E o mais curioso de tudo, o videoclip era composto por imagens brinquedos de corda e de crianças a brincarem, mais uma vez sem alterações à parte dos gemidos. (Imaginem a revolta se fosse hoje...)
Era como se as pessoas se recusassem a acreditar no que acabavam de ouvir.
Entretanto várias versões de "French Kiss" foram disponibilizadas comercialmente, sobretudo uma versão cantada interpretada pela cantora Shawn Christopher.
"French Kiss" foi n.º 1 na Holanda e n.º 2 no Reino Unido, Alemanha, Grécia, Suíça e Espanha.

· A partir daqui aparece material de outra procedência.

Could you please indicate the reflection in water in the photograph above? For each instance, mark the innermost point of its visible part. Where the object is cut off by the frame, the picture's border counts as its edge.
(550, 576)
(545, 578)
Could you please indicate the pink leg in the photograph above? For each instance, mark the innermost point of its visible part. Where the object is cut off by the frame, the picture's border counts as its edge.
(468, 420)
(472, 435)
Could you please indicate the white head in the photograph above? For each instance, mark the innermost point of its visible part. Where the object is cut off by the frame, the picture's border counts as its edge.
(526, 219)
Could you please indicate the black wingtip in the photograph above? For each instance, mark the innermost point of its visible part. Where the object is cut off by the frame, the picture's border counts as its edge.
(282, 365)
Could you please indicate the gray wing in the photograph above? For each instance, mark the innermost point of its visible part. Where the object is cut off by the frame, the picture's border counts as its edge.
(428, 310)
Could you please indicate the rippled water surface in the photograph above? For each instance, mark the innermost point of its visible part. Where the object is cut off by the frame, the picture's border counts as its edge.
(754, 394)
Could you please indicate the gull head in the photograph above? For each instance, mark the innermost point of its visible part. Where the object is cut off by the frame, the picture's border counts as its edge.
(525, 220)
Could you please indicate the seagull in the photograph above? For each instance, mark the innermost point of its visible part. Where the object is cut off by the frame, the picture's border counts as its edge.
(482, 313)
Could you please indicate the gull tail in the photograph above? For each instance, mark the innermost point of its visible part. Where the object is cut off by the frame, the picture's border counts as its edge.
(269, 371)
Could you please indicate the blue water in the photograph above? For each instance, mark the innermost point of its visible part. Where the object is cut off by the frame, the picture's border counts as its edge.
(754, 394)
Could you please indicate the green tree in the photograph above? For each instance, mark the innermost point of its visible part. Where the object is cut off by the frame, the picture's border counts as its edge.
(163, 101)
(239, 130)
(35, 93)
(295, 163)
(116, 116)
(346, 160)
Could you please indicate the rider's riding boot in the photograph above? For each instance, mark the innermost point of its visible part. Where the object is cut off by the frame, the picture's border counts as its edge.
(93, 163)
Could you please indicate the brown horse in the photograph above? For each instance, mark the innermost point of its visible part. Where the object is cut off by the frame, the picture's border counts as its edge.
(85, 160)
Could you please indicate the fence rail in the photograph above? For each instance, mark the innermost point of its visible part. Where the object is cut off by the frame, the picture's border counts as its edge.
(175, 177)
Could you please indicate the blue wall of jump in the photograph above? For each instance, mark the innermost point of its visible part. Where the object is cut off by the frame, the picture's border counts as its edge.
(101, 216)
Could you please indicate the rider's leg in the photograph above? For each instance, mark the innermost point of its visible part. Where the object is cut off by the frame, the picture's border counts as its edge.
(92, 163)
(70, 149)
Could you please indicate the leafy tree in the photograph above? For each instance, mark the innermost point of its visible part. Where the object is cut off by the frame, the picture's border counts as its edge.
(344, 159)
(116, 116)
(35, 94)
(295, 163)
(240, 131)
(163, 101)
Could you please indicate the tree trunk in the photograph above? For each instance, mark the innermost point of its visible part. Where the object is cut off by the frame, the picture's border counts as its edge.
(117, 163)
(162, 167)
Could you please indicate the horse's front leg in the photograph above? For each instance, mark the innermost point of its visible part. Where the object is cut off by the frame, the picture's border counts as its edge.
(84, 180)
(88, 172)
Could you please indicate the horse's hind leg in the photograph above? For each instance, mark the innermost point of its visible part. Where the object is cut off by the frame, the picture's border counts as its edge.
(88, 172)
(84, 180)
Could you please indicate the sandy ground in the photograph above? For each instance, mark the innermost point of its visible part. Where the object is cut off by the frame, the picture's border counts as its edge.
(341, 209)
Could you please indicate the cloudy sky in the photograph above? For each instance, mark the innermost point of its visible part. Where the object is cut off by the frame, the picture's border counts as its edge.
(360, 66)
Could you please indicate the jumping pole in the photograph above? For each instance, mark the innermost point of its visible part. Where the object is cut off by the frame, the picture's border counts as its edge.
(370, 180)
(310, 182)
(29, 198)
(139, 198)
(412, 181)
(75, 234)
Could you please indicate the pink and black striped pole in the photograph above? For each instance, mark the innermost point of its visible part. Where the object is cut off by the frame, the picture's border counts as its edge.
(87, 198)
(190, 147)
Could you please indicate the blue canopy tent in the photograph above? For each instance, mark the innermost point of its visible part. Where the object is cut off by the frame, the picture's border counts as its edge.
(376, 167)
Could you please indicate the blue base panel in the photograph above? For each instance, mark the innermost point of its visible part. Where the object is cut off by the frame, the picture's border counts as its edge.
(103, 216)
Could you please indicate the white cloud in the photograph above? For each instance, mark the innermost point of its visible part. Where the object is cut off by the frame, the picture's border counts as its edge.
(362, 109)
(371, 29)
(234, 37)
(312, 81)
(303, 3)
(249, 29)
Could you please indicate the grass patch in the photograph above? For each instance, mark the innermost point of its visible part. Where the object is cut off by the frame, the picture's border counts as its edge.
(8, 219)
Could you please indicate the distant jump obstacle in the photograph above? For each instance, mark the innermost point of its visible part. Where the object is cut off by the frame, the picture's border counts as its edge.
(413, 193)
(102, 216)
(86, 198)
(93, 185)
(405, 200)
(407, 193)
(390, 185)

Quanto à dona da voz dos gemidos, a sua origem nunca foi revelada. A versão mais consensual é a que foi retirada de um filme pornográfico, mas também existem as teses de que são os vocais alterados de Donna Summer em outro clássico do gemidão, "Love To Love You Baby", ou que terá sido a co-compositora do tema, Karlana Johnson, a providenciá-los.
O single seguinte de Lil' Louis, "I Called U (But You Weren't There)", chegou também ao top 20 do Reino Unido em 1990. Nos anos que seguiram, Lil' Louis continuou activo como DJ e produtor. Se segundo diz a Wikipedia, em 2015 perdeu a audição do ouvido esquerdo durante um teste de som em Manchester quando uma buzina de ar comprimido foi tocada mesmo ao pé dele.